Luego él entra a su cuarto y yo al mío, y todavía lo puedo escuchar a través de la pared, rezando en voz alta. Pero ahora tiene como una semana que no lo veo, y me pregunto si estará enfermo, o si habrá tenido que salir por órdenes superiores, y pensé que quizá usted supiera algo”. “No… –respondió ella–. La verdad es que yo no sabía que en esta casa, aparte de usted, viviera alguien”.

Luego se dirigió a los niños: “Ustedes, niños, ¿saben a qué sacerdote se refiere el señor?” Todos los chicos respondieron despreocupadamente que no, que ellos tampoco habían visto nunca a un padrecito ni sabían que ahí viviera nadie aparte del señor.

El desconcierto del señor del sombrero era cada vez más evidente, su expresión era de total extrañeza, cuando a uno de los chicos, que hoy es el profesor que me contó la historia, se le ocurrió decir, sin pensar, mientras señalaba hacia la escalera: “Pues sólo que sea el que está ahí enterrado…” Inmediatamente se arrepintió de haberlo dicho delante de su madre; se suponía que ninguno de ellos sabía lo que había en la otra casa.
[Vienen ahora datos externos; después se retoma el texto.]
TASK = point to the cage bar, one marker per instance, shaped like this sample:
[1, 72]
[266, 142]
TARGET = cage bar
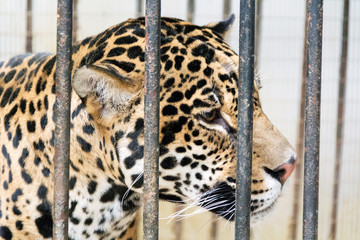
[75, 21]
[62, 122]
[340, 119]
[298, 172]
[190, 10]
[29, 24]
[245, 119]
[151, 121]
[312, 118]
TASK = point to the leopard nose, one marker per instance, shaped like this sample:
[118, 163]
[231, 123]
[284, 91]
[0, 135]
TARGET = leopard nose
[282, 172]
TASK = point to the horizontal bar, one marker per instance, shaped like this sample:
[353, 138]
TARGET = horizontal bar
[312, 119]
[245, 119]
[62, 122]
[151, 121]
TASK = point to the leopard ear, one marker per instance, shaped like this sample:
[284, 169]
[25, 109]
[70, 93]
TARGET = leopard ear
[222, 27]
[106, 91]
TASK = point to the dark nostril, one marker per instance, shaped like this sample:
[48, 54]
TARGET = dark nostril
[275, 174]
[282, 172]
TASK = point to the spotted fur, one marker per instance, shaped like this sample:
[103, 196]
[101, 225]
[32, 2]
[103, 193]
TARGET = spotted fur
[197, 152]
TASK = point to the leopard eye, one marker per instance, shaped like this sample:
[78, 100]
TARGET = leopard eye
[210, 115]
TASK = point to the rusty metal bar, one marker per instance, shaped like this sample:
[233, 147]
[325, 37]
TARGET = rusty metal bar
[245, 119]
[62, 122]
[139, 8]
[226, 8]
[75, 21]
[191, 10]
[258, 25]
[29, 34]
[151, 148]
[299, 149]
[340, 118]
[312, 118]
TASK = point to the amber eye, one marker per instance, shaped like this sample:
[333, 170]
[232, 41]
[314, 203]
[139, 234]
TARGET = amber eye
[210, 115]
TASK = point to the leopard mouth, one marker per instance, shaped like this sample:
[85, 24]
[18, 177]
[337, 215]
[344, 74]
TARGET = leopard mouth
[221, 201]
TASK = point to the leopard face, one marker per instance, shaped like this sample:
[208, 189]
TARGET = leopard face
[198, 124]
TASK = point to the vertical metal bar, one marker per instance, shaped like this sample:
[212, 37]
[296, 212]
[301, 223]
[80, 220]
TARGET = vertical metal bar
[340, 118]
[299, 148]
[259, 7]
[62, 123]
[139, 9]
[28, 44]
[226, 8]
[245, 119]
[312, 119]
[151, 148]
[191, 10]
[75, 21]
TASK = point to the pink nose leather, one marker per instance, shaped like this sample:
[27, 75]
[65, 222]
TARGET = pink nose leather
[284, 170]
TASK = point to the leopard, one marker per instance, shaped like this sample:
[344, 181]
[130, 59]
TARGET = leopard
[198, 111]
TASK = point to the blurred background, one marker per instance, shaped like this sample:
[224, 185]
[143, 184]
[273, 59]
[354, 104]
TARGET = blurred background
[30, 25]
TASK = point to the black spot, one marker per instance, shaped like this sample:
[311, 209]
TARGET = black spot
[31, 108]
[88, 129]
[88, 221]
[23, 105]
[168, 163]
[92, 187]
[5, 233]
[178, 62]
[100, 164]
[43, 121]
[9, 116]
[125, 40]
[185, 161]
[116, 52]
[85, 146]
[46, 172]
[6, 97]
[16, 211]
[169, 110]
[194, 66]
[19, 225]
[42, 192]
[169, 83]
[190, 92]
[18, 136]
[77, 111]
[18, 192]
[168, 65]
[208, 71]
[199, 157]
[72, 183]
[27, 178]
[14, 95]
[6, 155]
[180, 149]
[39, 145]
[176, 97]
[201, 83]
[9, 76]
[135, 52]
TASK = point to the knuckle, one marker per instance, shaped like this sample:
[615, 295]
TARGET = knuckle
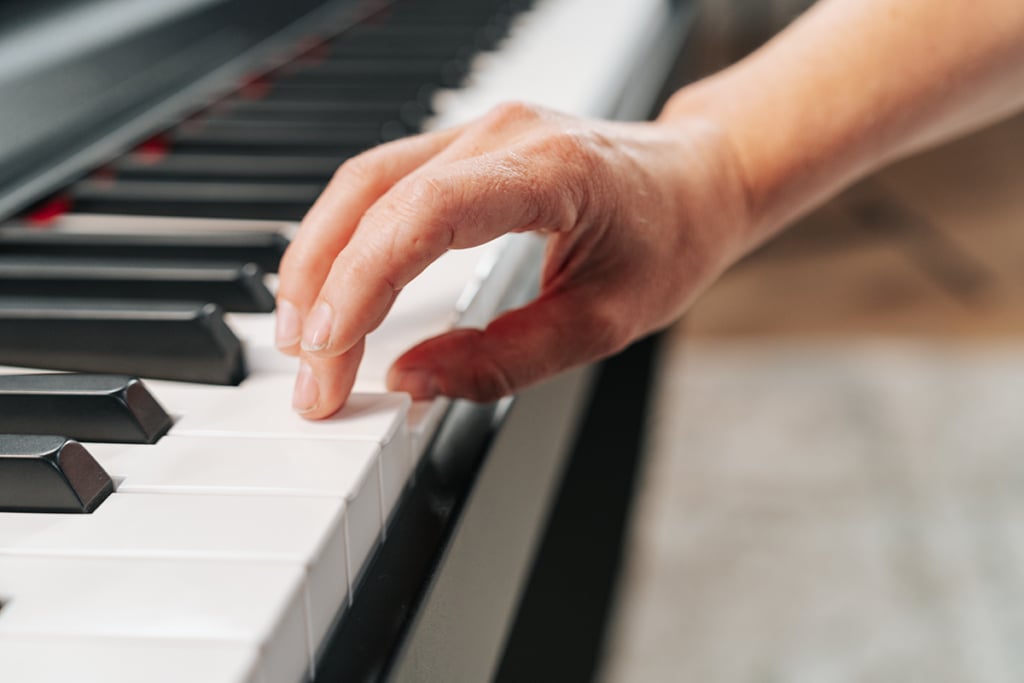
[428, 203]
[489, 382]
[510, 113]
[607, 329]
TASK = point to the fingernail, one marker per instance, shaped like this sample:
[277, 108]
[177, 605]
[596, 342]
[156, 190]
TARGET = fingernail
[419, 383]
[288, 329]
[306, 393]
[316, 333]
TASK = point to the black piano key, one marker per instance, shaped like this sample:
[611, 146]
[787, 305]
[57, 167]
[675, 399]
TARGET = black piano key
[263, 249]
[409, 113]
[225, 133]
[115, 409]
[448, 73]
[209, 200]
[49, 474]
[174, 341]
[392, 93]
[352, 46]
[235, 287]
[227, 168]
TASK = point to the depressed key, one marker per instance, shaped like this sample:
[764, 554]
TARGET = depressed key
[161, 340]
[49, 474]
[89, 408]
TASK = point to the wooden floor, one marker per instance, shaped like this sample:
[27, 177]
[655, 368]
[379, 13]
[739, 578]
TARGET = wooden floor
[835, 485]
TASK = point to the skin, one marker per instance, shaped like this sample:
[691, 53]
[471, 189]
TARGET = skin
[641, 216]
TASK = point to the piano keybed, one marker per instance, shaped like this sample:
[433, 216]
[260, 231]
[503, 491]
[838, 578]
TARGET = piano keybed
[231, 546]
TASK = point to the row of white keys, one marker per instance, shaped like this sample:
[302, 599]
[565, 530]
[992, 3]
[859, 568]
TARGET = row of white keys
[226, 487]
[571, 55]
[250, 610]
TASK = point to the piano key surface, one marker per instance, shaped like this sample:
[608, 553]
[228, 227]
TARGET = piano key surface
[376, 440]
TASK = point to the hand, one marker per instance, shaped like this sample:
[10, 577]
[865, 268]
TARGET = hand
[640, 218]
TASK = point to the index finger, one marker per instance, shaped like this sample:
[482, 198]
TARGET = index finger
[330, 223]
[453, 206]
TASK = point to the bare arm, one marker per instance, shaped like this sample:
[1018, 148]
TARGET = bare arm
[642, 217]
[854, 84]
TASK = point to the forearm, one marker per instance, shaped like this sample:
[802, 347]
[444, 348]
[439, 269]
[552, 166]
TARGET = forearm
[852, 85]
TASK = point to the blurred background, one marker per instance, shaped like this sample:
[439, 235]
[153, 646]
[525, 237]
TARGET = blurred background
[834, 482]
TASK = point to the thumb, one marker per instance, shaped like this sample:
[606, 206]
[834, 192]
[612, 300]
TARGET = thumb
[519, 348]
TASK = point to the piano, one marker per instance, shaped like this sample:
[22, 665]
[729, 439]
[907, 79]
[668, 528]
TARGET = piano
[165, 515]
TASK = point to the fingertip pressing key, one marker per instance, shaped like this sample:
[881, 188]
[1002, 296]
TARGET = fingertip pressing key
[316, 333]
[288, 328]
[421, 384]
[305, 397]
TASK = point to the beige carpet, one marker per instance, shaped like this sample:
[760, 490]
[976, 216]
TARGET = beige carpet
[835, 488]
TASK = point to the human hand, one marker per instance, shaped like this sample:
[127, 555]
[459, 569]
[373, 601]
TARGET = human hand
[640, 217]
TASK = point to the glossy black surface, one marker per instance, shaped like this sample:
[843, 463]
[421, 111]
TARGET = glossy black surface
[49, 474]
[88, 408]
[233, 287]
[186, 342]
[263, 249]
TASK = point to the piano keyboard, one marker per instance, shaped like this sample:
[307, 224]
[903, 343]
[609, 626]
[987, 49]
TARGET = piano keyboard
[231, 546]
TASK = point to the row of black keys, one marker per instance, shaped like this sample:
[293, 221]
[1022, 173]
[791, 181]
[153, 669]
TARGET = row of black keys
[139, 304]
[266, 152]
[43, 468]
[102, 302]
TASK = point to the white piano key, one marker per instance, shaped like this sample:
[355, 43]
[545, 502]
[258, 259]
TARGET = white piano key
[265, 467]
[260, 408]
[304, 531]
[45, 659]
[258, 604]
[535, 65]
[428, 306]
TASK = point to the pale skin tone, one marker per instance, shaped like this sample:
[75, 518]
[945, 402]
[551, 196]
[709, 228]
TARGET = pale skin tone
[641, 217]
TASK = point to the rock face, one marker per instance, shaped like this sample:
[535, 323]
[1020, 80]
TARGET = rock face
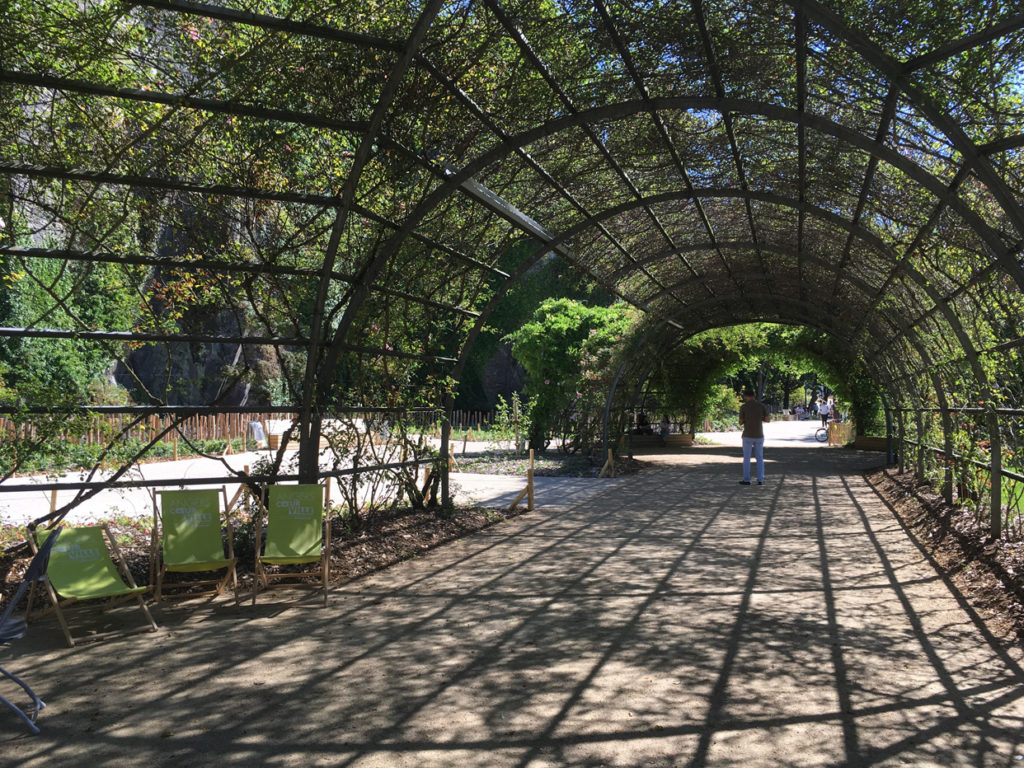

Ella no pareció darse cuenta, y el hombre agradeció con toda cortesía a la madre y a los chicos; pero en lugar de dirigirse a su cuarto como todas las tardes, se dirigió hacia la puerta de entrada y salió.

Al poco rato, lo vieron regresar acompañado de varios hombres, que subieron con él al cuarto y luego salieron, llevando todas sus cosas. No lo volvieron a ver y, por supuesto, tampoco vieron nunca al sacerdote que él afirmaba haber visto ahí. Pero, quizá, empezaron a encontrar menos gusto en estar en ese patio. Y, por descontado, jugaban lo más alejados que podían de la tumba que estaba al pie de la escalera.

Fin

Al pie de la escalera es uno de los cuentos de misterio de la escritora Raquel Eugenia Roldán de la Fuente sugerido para adolescentes, jóvenes y adultos.